Magazine Mercoledì 28 maggio 2003

La Genova di Tabucchi

Professore al dipartimento di Italianistica a Genova, Luigi Surdich compare nella dedica di uno dei capitoli dell’ultimo libro di Antonio Tabucchi Autobiografie altrui-Poetiche a posteriori edito da , uscito da un paio di settimane nelle librerie.
Genova e Tabucchi. Già ne Il filo dell’orizzonte, sempre di Feltrinelli, l’autore aveva descritto la nostra città nel seguente modo: «Ci sono giorni in cui la bellezza gelosa di questa città sembra svelarsi: nelle giornate terse, per esempio, di vento, quando una brezza che precede il libeccio spazza le strade schioccando come una vela tesa. Allora le case e i campanili acquistano un nitore troppo reale, dai contorni troppo netti, come una fotografia contrastata, la luce e l’ombra si scontrano con prepotenza, senza coniugarsi, disegnando scacchiere nere e bianche di chiazze d’ombra e di barbagli, di vicoli e di piazzette».

Sembra di vedere la Cattedrale di S.Lorenzo, le piazzette, luogo di incontro della movida genovese. Genova, la città degli incontri, del pudore, delle parole non dette. Genova città degli interstizi di molti dei libri di Tabucchi. Tempo sospeso tra quello che è stato e quello che non ha ancora potuto essere.
Genova città delle possibilità mancate nel suo mugugno. Nelle anticipazioni del futuro. Genova che ha il silenzio al posto del cuore, il vento al posto dello stomaco.

L’ultima opera di Tabucchi è ancora una volta improntata sul ricordo, il ricordo delle voci che lo hanno accompagnato e poi a un certo punto lo hanno lasciato, voci perdute tra i vicoli, frasi nelle quali ha inciampato, memorie del padre che gli ritornano in sogno.
Riguardando al proprio passato e alle proprie opere lo scrittore va a trovare le occasioni che lo portarono a dare vita ai suoi personaggi. «Il dottor Pereira mi visitò per la prima volta in una sera di settembre del 1992»...«Era qualcosa di vago, di sfuggente e di sfumato, ma aveva già voglia di essere protagonista di un libro: era solo un personaggio in cerca di autore».
Aggirandosi per le strade di Via Cairoli Tabucchi, riportando il testo di una lettera indirizzata al regista che trasse il film dall’omonimo romanzo Il filo dell’orizzonte, ci fa respirare la scrittura come voce segreta, come privilegio, come scambio furtivo di parole rubate. Un discorso sulla letteratura il suo, un discorso colto e dotto che cita anche Maurice Blanchot e Henri Bergson, il tutto sopportato dalle immagini di una Parigi che da anni lo accoglie e lo traduce.
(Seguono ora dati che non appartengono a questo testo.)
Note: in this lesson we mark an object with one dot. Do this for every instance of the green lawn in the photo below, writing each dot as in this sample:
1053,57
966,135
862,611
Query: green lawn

In scena e dietro le quinte i suoi ricordi, fantasmi ed ossessioni di una vita di scrittore e di uomo. Ancora una volta ci fa conoscere le sue inquietudini per usare una parola tanto cara a Pessoa che proprio Tabucchi ha fatto conoscere in Italia.
Sono le inquietudini a farci scrivere, le ombre oscure a farci parlare, volti a cui cerchiamo di ridare un nome, una parola appunto.
«Immaginate voci amate/di coloro che sono morti o come i morti /sono per noi perdute./ A volte ci parlano in sogno/ a volte ci vibrano nel petto./ E con la loro voce, per un istante appena, torna l’eco/ della prima poesia della nostra vita, come una musica lontana che svanisce nella notte». Con questa poesia di Kavafis Tabucchi ci indica il suo sentiero e ci mostra le sue nostalgie, perché poi alla fine si ritorna dove siamo stati felici. E Tabucchi ritorna sui suoi libri, sui luoghi suoi privilegiati di questa geografia del desiderio che è la letteratura.